因为这个机器是虚拟机在suspend all的时候卡住的,分析代码,这里卡住的话一般是因为某些线程没有及时响应suspend flag,而不响应的话一般是这个线程的状态是mRunnable状态,注意这里指的是ART的线程状态不是Linux的R状态,这两个之间还是有区别的,那我们的思路就是要从coredump文件找出是哪个线程还在mRunnable状态,因为所有的Java线程对应的art::Thread对象都在ThreadList的list_域变量里面,所以我们只要把这个list_对象内容打印出来,就可以找到是哪个Java线程是mRunnable状态.
// The actual list of all threads. std::list list_ GUARDED_BY(Locks::thread_list_lock_);

而要打印这个list_的内容的话,需要从上下文里面找到ThreadList对象,这个可以通过Runtime的全局变量推导出来,也可以找到哪个线程的调用堆栈上下文里面有这个ThreadList对象的,然后找出来,我们这里选用第二种方式,因为ThreadList::SuspendAllInternal的方法恰好就有this参数,通过this就很容易找到ThreadList对象,在虚拟机中调用这个的地方只有SignalCatcher 或者HeapTaskDaemon线程,他们一个负责打印trace,一个负责执行gc task,所以先从现场或者log里面找到这两个线程的pid,然后通过gdb来查看他们当前的堆栈. 我们找到这两个线程的pid分别为3065和3070.

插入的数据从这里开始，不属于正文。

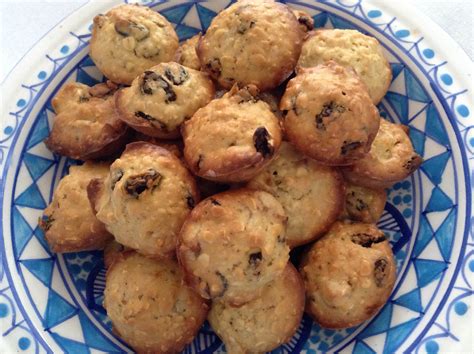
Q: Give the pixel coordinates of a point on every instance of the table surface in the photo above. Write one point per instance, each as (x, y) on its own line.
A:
(23, 23)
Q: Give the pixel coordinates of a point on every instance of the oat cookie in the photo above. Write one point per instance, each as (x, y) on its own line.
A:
(351, 49)
(330, 116)
(129, 39)
(187, 55)
(232, 138)
(162, 98)
(364, 204)
(233, 244)
(251, 42)
(145, 199)
(349, 274)
(265, 323)
(391, 159)
(304, 19)
(151, 318)
(86, 125)
(68, 222)
(311, 194)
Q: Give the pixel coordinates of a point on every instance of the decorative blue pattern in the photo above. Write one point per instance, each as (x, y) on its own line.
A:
(59, 293)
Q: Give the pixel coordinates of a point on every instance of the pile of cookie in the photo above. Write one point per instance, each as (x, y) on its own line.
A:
(208, 164)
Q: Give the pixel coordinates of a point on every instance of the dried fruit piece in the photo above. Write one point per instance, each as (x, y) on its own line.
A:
(261, 142)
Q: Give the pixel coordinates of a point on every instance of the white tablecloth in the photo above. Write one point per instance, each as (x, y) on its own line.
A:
(23, 23)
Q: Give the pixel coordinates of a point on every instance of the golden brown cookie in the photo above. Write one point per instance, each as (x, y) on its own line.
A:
(251, 42)
(68, 222)
(187, 55)
(149, 305)
(129, 39)
(390, 159)
(232, 138)
(162, 98)
(330, 117)
(233, 244)
(351, 49)
(265, 323)
(145, 198)
(349, 274)
(364, 204)
(311, 194)
(86, 125)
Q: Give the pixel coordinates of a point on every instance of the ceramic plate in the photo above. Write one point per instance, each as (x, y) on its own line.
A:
(53, 303)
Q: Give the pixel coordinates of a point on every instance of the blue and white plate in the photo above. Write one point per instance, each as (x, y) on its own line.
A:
(53, 303)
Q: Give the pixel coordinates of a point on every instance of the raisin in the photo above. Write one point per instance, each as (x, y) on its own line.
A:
(179, 79)
(190, 201)
(115, 177)
(215, 202)
(214, 67)
(261, 143)
(367, 240)
(255, 259)
(151, 119)
(328, 110)
(46, 222)
(137, 184)
(152, 81)
(224, 283)
(380, 271)
(349, 146)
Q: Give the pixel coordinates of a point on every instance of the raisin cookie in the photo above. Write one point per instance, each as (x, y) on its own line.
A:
(330, 116)
(145, 199)
(187, 55)
(349, 274)
(162, 98)
(86, 125)
(232, 138)
(390, 159)
(364, 204)
(311, 194)
(251, 42)
(150, 318)
(265, 323)
(69, 223)
(304, 19)
(351, 49)
(129, 39)
(233, 244)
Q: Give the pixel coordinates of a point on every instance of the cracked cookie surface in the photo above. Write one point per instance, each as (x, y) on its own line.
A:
(233, 244)
(349, 274)
(129, 39)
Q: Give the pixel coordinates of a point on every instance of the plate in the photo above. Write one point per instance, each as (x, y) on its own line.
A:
(53, 303)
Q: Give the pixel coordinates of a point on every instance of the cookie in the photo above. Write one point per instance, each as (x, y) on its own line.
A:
(311, 194)
(151, 318)
(233, 244)
(68, 222)
(330, 116)
(187, 55)
(351, 49)
(390, 159)
(162, 98)
(364, 204)
(304, 19)
(129, 39)
(145, 198)
(349, 275)
(86, 125)
(265, 323)
(232, 138)
(251, 42)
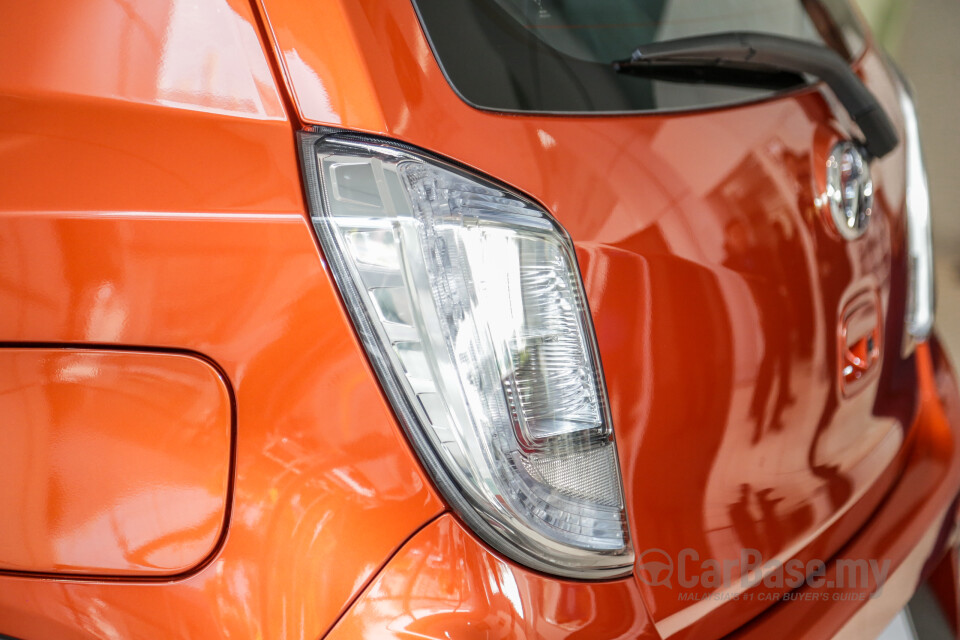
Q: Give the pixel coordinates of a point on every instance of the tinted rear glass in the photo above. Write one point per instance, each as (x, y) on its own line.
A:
(555, 56)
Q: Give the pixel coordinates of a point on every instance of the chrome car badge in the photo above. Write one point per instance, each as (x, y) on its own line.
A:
(849, 189)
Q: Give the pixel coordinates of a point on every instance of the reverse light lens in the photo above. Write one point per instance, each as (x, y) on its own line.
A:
(920, 283)
(469, 302)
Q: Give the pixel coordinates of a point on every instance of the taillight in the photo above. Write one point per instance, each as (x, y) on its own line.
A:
(468, 300)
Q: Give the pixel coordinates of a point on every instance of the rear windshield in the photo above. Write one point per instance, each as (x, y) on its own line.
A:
(554, 56)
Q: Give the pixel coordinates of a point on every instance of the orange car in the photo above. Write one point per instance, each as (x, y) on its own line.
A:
(466, 319)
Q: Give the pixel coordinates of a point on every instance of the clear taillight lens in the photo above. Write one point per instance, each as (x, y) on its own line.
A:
(920, 283)
(468, 300)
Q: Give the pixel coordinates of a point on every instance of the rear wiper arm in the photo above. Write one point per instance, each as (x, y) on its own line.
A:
(765, 54)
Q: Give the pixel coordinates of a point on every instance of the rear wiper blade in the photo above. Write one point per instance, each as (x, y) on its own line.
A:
(766, 55)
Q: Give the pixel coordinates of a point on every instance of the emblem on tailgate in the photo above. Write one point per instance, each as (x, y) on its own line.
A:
(849, 189)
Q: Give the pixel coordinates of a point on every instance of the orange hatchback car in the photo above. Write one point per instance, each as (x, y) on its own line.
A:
(453, 319)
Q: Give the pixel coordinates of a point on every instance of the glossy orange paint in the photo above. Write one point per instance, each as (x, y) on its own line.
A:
(443, 584)
(716, 282)
(117, 462)
(173, 220)
(151, 199)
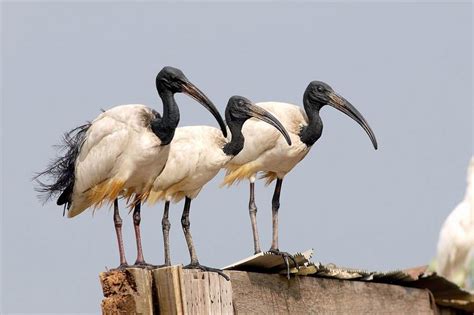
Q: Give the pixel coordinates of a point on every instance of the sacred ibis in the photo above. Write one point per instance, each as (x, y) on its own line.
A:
(120, 154)
(197, 153)
(265, 151)
(456, 238)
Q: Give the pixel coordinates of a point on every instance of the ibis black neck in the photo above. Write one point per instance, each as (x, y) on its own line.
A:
(165, 126)
(236, 144)
(310, 133)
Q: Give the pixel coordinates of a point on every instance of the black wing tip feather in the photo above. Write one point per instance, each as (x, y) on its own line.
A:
(59, 174)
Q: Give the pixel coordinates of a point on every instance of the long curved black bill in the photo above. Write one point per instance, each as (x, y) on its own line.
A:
(347, 108)
(264, 115)
(191, 90)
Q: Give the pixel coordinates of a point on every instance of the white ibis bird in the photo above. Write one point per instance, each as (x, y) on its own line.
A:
(265, 151)
(120, 154)
(456, 238)
(197, 153)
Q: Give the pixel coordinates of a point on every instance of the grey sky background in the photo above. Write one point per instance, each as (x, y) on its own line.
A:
(406, 67)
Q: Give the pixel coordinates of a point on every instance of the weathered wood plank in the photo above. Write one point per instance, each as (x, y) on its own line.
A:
(167, 283)
(275, 294)
(127, 291)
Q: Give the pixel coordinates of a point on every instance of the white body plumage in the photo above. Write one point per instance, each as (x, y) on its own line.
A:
(120, 153)
(265, 149)
(456, 238)
(195, 157)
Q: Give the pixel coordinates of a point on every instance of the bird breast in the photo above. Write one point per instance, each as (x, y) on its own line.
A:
(265, 149)
(195, 157)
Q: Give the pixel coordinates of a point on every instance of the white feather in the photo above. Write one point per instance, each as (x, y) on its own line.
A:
(265, 147)
(119, 145)
(195, 157)
(456, 238)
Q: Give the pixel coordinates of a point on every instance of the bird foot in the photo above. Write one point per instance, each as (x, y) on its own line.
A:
(144, 265)
(286, 257)
(208, 269)
(121, 267)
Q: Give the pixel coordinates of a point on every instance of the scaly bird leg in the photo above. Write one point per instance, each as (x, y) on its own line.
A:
(274, 249)
(186, 224)
(253, 218)
(118, 231)
(165, 224)
(140, 262)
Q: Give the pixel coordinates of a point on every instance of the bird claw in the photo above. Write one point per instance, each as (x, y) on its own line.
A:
(121, 267)
(208, 269)
(286, 257)
(144, 265)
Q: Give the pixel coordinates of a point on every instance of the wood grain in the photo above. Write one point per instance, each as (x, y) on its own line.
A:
(273, 294)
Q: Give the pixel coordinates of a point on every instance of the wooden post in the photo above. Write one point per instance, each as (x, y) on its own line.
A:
(127, 291)
(173, 290)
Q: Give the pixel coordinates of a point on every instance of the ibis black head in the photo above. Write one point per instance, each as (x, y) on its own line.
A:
(239, 109)
(173, 80)
(318, 94)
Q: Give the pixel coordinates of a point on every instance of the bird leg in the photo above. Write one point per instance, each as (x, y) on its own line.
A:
(186, 224)
(274, 249)
(275, 208)
(118, 231)
(140, 262)
(165, 224)
(253, 218)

(gdb) info threads IdTarget IdFrame 180LWP 3128syscall () at bionic/libc/arch-arm64/bionic/syscall.S:41 179LWP 3086syscall () at bionic/libc/arch-arm64/bionic/syscall.S:41 178LWP 3954syscall () at bionic/libc/arch-arm64/bionic/syscall.S:41 177LWP 3218syscall () at bionic/libc/arch-arm64/bionic/syscall.S:41 ...... 127LWP 3167syscall () at bionic/libc/arch-arm64/bionic/syscall.S:41 ---Type to continue, or q to quit---

因为GDB对线程重新编了号,所以我们要找到3065和3070对应的编号,而且我们看到在GDB里面有输出
“---Type to continue, or q to quit---”这样的内容,这个是因为GDB默认对于输出内容很长的做了截断,可以通过set pagination off来改变这种行为.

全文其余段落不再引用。